Correlations and network analysis between food intake and depression among Chinese rural elderly based on CLHLS 2018

萧条(经济学) 食物摄入量 心理学 环境卫生 老年学 医学 精神科 内科学 经济 宏观经济学
作者
Junjie Jiang,Xiao Huang,Wenbin Liu
出处
期刊:Journal of Affective Disorders [Elsevier BV]
卷期号:379: 49-57
标识
DOI:10.1016/j.jad.2025.03.019
摘要

Implementing effective interventions for specific depressive symptoms is of vital importance to reduce the disease burden of depression. Previous studies have identified links between various dietary patterns and depression among elderly individuals. However, associations between food consumption and specific depressive symptoms remained largely unknown. We included 5171 individuals living in the rural and aged above 65 from Chinese Longitudinal Health and Longevity Survey (CLHLS 2017-2018). We used the 10-item short form of the Center for Epidemiologic Studies Depression Scale (CESD-10) to assess depressive symptoms and selected 4 common foods to assess food intake. Univariate analysis and multifactorial analysis were used to identify influencing factors of depression.

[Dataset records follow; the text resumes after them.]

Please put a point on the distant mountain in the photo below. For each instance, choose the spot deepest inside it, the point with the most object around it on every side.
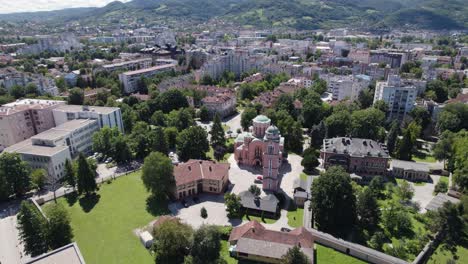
(298, 14)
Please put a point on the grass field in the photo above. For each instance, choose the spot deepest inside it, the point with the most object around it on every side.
(441, 256)
(296, 217)
(327, 255)
(103, 224)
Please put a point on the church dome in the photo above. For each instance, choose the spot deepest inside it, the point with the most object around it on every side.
(261, 119)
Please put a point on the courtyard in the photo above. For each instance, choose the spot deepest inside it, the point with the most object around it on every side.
(103, 224)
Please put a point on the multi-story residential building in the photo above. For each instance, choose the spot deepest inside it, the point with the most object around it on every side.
(50, 149)
(361, 156)
(263, 147)
(252, 241)
(131, 79)
(60, 43)
(345, 87)
(198, 176)
(399, 97)
(224, 104)
(10, 77)
(394, 59)
(23, 119)
(105, 116)
(131, 65)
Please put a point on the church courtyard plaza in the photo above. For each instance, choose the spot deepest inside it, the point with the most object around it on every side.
(241, 178)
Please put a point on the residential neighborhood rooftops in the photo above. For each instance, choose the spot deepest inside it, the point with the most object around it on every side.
(268, 203)
(193, 170)
(69, 254)
(409, 165)
(357, 147)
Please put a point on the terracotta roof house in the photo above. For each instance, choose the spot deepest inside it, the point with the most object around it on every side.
(197, 176)
(253, 241)
(254, 205)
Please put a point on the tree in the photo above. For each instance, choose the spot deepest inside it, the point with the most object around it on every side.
(392, 136)
(338, 124)
(367, 209)
(333, 201)
(206, 245)
(86, 176)
(76, 96)
(38, 178)
(16, 172)
(171, 100)
(70, 176)
(59, 229)
(441, 187)
(172, 241)
(366, 123)
(203, 213)
(158, 175)
(204, 114)
(377, 186)
(449, 222)
(246, 118)
(217, 132)
(310, 160)
(405, 191)
(294, 256)
(255, 190)
(233, 205)
(121, 150)
(404, 146)
(381, 105)
(32, 228)
(192, 143)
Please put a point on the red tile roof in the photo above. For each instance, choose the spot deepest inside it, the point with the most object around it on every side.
(255, 230)
(194, 170)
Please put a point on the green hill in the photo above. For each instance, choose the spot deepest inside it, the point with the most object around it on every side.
(298, 14)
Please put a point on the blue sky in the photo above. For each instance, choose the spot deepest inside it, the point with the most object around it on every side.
(13, 6)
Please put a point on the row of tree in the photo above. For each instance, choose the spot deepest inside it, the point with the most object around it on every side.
(41, 233)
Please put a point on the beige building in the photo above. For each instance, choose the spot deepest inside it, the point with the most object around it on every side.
(49, 150)
(197, 176)
(412, 171)
(23, 119)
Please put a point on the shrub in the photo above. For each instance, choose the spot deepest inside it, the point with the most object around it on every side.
(203, 213)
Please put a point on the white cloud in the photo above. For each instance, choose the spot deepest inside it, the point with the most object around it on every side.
(14, 6)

Network analysis was used to identify central symptoms and bridge symptoms between food consumption and depression network. Finally, network stability was examined by a case-dropping bootstrap procedure. Regression model showed vegetable intake, fish intake, and egg intake were associated with depression. Network analysis revealed that nodes "Feeling sad or depressed" (A3) and "Feeling nervous or fearful" (A6) were central symptoms and "Vegetables consumption" (B2), "Eggs consumption" (B4), and "Sleep quality" (A10) were bridge symptoms of the food consumption and depression network. Recall bias introduced by the self-report questionnaire and the use of cross-sectional data. Central symptoms, as well as bridge symptoms, played a critical role in the food consumption and depression network. Timely, systematic, multi-level interventions targeting on central symptoms and bridge symptoms may benefit in alleviating depressive symptoms of Chinese rural elderly.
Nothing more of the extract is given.